The better question When an engineer gives realistic commands, does yoyo make the model more grounded on reads and cleaner on writes?

That is why the harness became directed

The harness now supports directed tool-use tasks. Instead of handing the model a repo and hoping it invents the right workflow, we give it explicit engineering instructions in phases.

  • Read-only: locate the likely files and symbols, explain the ownership layer, state invariants and blast radius.
  • Write-only: start from a known fix surface, make the minimal patch, and run the narrowest verification.
  • Read-then-write: investigate first, then patch based on that understanding.

This matches how an engineer actually uses a tool suite. It also lets us ask principal-engineer-level questions drawn from the codebase instead of only local implementation questions.

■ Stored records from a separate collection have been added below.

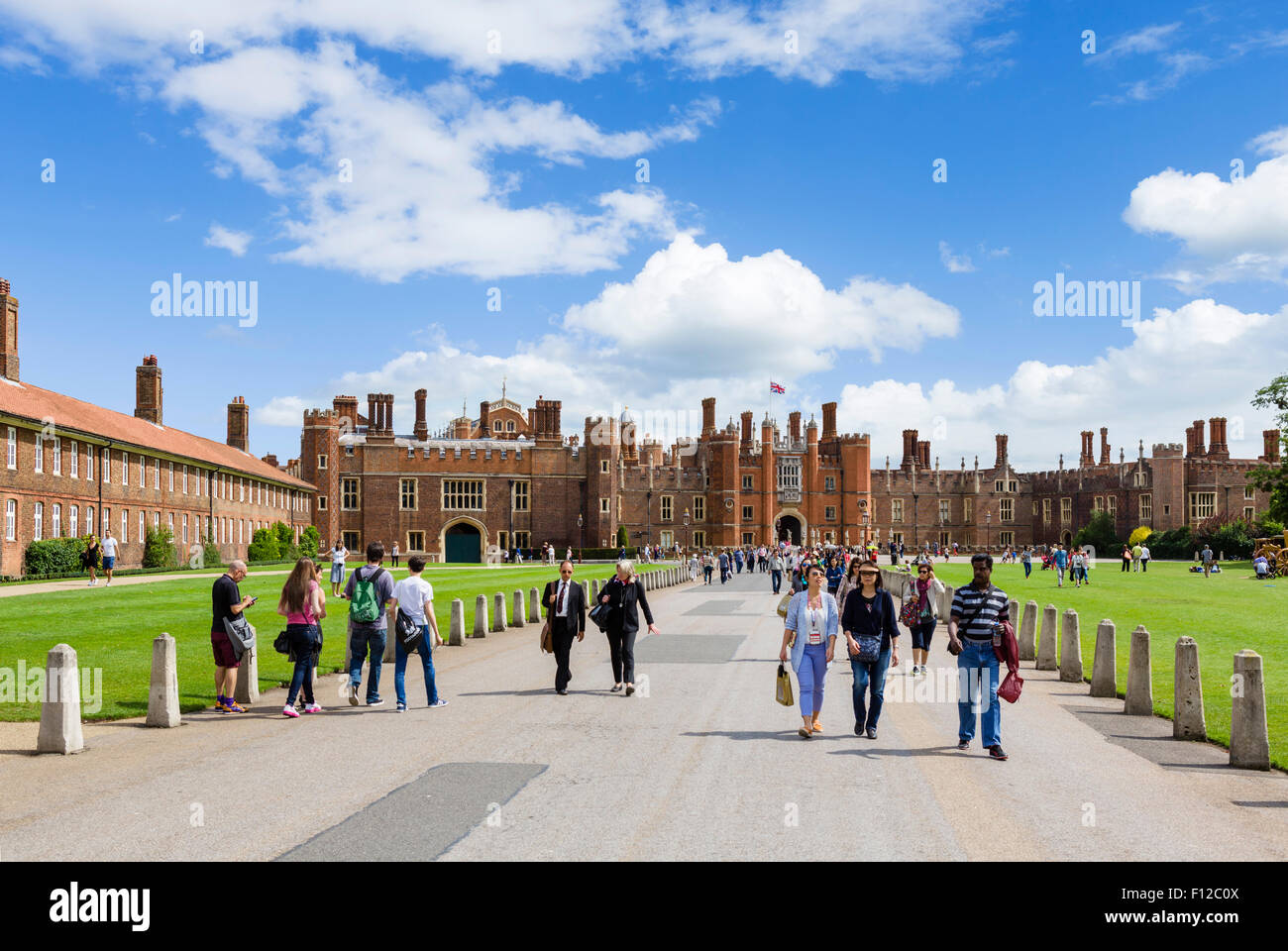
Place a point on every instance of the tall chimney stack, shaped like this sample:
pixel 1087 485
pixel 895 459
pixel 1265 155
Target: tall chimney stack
pixel 239 424
pixel 8 333
pixel 147 390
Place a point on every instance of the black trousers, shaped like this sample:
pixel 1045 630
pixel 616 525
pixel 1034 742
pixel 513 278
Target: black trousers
pixel 561 638
pixel 622 648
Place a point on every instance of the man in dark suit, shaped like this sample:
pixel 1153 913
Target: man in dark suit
pixel 566 613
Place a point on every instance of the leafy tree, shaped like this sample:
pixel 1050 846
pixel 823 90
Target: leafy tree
pixel 263 547
pixel 1100 534
pixel 1274 478
pixel 159 549
pixel 1138 535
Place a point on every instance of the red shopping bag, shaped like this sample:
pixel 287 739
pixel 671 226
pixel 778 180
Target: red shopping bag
pixel 1012 686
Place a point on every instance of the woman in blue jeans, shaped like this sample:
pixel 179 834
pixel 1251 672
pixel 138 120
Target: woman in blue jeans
pixel 303 606
pixel 811 620
pixel 872 637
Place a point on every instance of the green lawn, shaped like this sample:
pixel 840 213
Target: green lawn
pixel 1224 613
pixel 112 630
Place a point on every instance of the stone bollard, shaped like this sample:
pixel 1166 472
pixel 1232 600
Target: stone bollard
pixel 1104 664
pixel 1188 720
pixel 163 689
pixel 1070 647
pixel 59 705
pixel 1249 740
pixel 456 630
pixel 1029 632
pixel 1140 686
pixel 1046 642
pixel 248 677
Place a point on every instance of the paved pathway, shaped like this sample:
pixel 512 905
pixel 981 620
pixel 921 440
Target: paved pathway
pixel 703 766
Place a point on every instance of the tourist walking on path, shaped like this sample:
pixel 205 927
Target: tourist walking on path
pixel 926 589
pixel 872 638
pixel 566 613
pixel 625 595
pixel 110 545
pixel 415 598
pixel 227 604
pixel 369 590
pixel 810 632
pixel 974 628
pixel 301 607
pixel 89 558
pixel 338 555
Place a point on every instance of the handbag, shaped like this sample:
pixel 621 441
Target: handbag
pixel 241 634
pixel 784 690
pixel 1012 686
pixel 407 632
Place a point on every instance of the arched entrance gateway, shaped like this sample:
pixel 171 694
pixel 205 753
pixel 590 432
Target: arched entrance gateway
pixel 463 541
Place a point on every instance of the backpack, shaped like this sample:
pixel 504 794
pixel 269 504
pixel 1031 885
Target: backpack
pixel 366 604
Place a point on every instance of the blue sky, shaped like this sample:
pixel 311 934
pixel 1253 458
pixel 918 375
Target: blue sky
pixel 790 226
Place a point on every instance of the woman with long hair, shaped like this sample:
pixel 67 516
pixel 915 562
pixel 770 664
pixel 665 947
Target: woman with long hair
pixel 810 632
pixel 872 637
pixel 303 607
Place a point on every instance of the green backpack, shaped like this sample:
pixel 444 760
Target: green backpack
pixel 366 606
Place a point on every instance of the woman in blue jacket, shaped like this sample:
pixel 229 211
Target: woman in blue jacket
pixel 812 620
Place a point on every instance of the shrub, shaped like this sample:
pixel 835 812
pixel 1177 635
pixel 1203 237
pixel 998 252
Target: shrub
pixel 263 547
pixel 309 541
pixel 1138 535
pixel 1100 534
pixel 159 549
pixel 54 557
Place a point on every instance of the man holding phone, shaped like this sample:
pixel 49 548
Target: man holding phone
pixel 227 604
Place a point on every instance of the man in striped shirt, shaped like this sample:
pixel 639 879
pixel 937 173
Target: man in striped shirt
pixel 974 626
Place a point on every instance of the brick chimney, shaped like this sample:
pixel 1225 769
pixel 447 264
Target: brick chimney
pixel 829 420
pixel 239 424
pixel 8 333
pixel 708 416
pixel 421 429
pixel 910 449
pixel 147 390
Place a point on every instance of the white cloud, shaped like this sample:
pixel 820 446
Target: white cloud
pixel 690 324
pixel 232 241
pixel 1233 230
pixel 1198 361
pixel 956 264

We separated read quality from write quality on purpose

If a task starts by rediscovering ownership and ends by changing code, you cannot tell whether the model failed on analysis or failed on execution. So the harness isolates them.

Read-only tasks measure groundedness, ownership calls, invariants, and blast-radius reasoning. Write-only tasks assume the surface is already known and measure patch quality, scope discipline, and verification. Read-then-write tasks are the integration path, but not the only path.

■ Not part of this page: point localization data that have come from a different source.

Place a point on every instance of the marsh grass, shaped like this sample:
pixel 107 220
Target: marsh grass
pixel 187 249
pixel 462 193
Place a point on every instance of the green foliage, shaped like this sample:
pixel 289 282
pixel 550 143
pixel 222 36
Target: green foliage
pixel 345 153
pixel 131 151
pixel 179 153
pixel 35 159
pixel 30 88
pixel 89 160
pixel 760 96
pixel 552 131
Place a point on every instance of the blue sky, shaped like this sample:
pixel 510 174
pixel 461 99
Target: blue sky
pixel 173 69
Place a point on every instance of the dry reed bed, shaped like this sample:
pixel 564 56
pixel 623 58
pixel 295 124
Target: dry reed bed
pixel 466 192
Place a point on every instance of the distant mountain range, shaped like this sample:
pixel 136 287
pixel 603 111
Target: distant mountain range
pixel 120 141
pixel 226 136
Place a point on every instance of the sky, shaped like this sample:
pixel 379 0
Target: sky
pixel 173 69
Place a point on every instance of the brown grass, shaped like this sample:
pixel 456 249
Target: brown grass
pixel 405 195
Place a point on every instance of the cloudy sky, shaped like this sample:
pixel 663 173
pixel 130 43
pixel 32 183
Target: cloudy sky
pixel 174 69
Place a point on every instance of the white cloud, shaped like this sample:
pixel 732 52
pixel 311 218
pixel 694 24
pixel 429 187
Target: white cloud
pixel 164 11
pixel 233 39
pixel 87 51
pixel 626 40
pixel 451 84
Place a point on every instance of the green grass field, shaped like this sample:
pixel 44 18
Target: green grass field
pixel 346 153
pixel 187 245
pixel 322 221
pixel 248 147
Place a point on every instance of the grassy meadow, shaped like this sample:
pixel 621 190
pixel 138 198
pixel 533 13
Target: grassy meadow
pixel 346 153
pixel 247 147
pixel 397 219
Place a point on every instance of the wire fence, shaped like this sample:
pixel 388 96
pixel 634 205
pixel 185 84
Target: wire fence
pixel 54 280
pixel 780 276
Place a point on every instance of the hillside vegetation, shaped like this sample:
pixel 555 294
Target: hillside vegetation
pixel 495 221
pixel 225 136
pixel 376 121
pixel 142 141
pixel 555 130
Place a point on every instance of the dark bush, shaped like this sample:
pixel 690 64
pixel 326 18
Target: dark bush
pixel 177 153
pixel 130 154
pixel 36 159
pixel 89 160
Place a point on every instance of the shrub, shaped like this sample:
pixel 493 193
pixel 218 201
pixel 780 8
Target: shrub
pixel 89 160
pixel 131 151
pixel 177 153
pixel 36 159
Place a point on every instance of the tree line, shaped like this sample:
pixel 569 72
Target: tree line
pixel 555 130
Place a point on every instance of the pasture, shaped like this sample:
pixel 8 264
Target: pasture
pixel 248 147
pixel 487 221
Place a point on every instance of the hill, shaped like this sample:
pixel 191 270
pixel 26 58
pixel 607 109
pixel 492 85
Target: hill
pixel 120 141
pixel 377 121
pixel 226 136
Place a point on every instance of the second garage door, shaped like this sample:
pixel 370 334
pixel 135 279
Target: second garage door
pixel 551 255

This is how we got to the honest product statement: yoyo is strongest when read judgment narrows the surface first, then change executes the write cleanly.

We had to learn contamination rules the hard way

A benchmark can look clean and still be invalid. Two concrete failures forced design changes.

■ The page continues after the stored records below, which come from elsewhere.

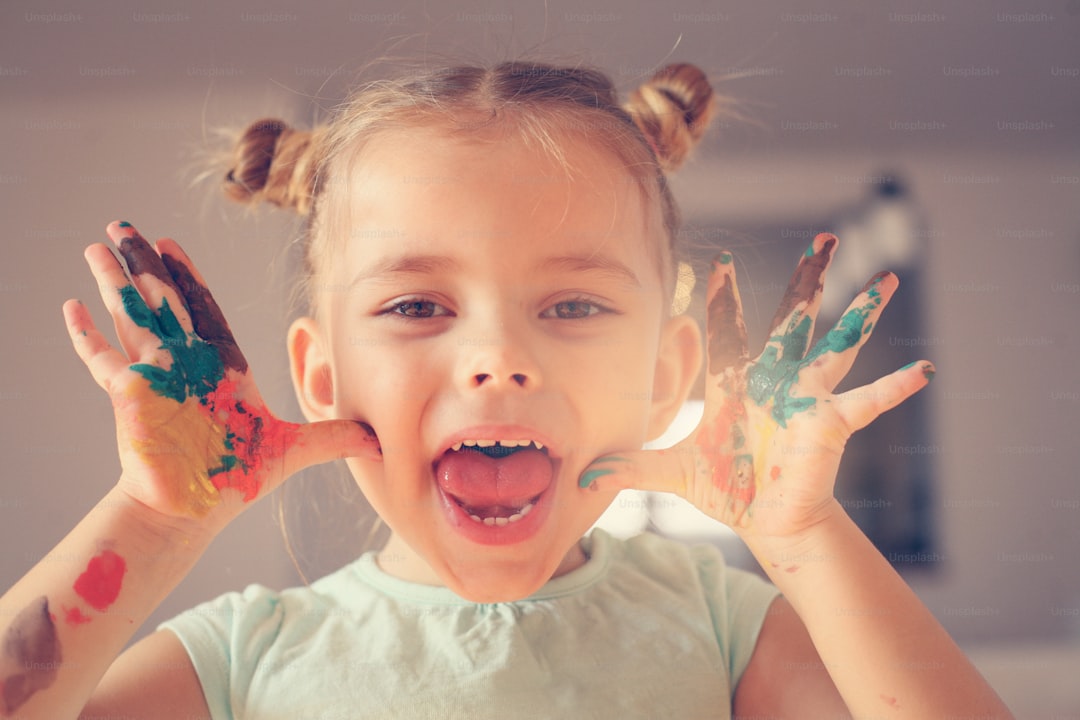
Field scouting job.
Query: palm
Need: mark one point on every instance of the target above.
(192, 430)
(765, 456)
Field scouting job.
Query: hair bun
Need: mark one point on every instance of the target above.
(673, 109)
(274, 163)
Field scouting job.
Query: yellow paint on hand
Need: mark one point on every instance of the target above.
(179, 444)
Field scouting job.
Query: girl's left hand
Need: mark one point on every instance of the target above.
(765, 457)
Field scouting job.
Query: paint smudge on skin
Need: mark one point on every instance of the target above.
(32, 646)
(588, 478)
(772, 378)
(99, 584)
(196, 367)
(142, 258)
(206, 316)
(212, 436)
(75, 616)
(807, 282)
(727, 333)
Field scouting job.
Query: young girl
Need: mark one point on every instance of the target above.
(490, 273)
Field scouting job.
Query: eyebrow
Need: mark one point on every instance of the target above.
(407, 265)
(593, 263)
(427, 265)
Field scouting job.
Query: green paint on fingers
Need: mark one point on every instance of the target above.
(197, 366)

  • We had runs where the repo under test could see Codex session residue. That polluted search results, so runtime artifacts were moved fully outside the workspace.
  • We had a run where the model inspected local git history and effectively found the hidden upstream fix. That made the result unusable, so the directed policy now forbids git log, git show, git blame, and direct oracle access during issue-backed tasks.

The harness is now designed around isolation first: pinned repo state, explicit task files, hidden reference fix, and no accidental leakage from the evaluator’s environment.

Verification had to become narrower and more honest

A broad “run everything” verify step is often the wrong measurement. For write tasks, the harness pushes the model toward the exact narrow test or build command that proves the intended fix. That keeps the signal tied to the engineering task instead of letting noise from unrelated failures dominate the result.

We also changed how we judge patch scope. For puncture-backed tasks, the repo is already dirty after setup because the harness injected a regression. So the right baseline is the post-setup state, not raw final git status.

The eval stack now has different jobs

  • Tier 0: puncture smoke tests for harness sanity and version regression checks.
  • Tier 1: tool-accuracy checks for structural correctness and write safety.
  • Tier 2: directed tool-use evals, which are the main product benchmark.
  • Tier 3: broader daily-engineering tasks from real repos, kept as integration work rather than the only source of truth.

This separation matters. It stops easy benchmarks from masquerading as product insight.

What the harness is trying to prove now

The current harness is not trying to prove that yoyo makes every agent faster. That is not the product claim. The real claim is narrower and more defensible:

Current product thesis yoyo should make codebase answers less hallucinated and more grounded on reads, and should make writes cleaner once the correct surface has been identified.

That is why one clean read-only result where Codex stayed on yoyo for 22 out of 22 tool calls matters. It is evidence that, under explicit engineering questions, the model will stay on the structural MCP surface when that surface is useful.

The harness is part of the product

A bad benchmark teaches a product team to optimize the wrong thing. A better benchmark does something else: it clarifies what the product is actually supposed to do.

In our case, the harness forced the product story to get sharper. Search was not the moat. Autonomous one-shot repair was not the point. The important behavior was grounded judgment on the read side and disciplined execution on the write side.

That is what the harness is designed to surface now.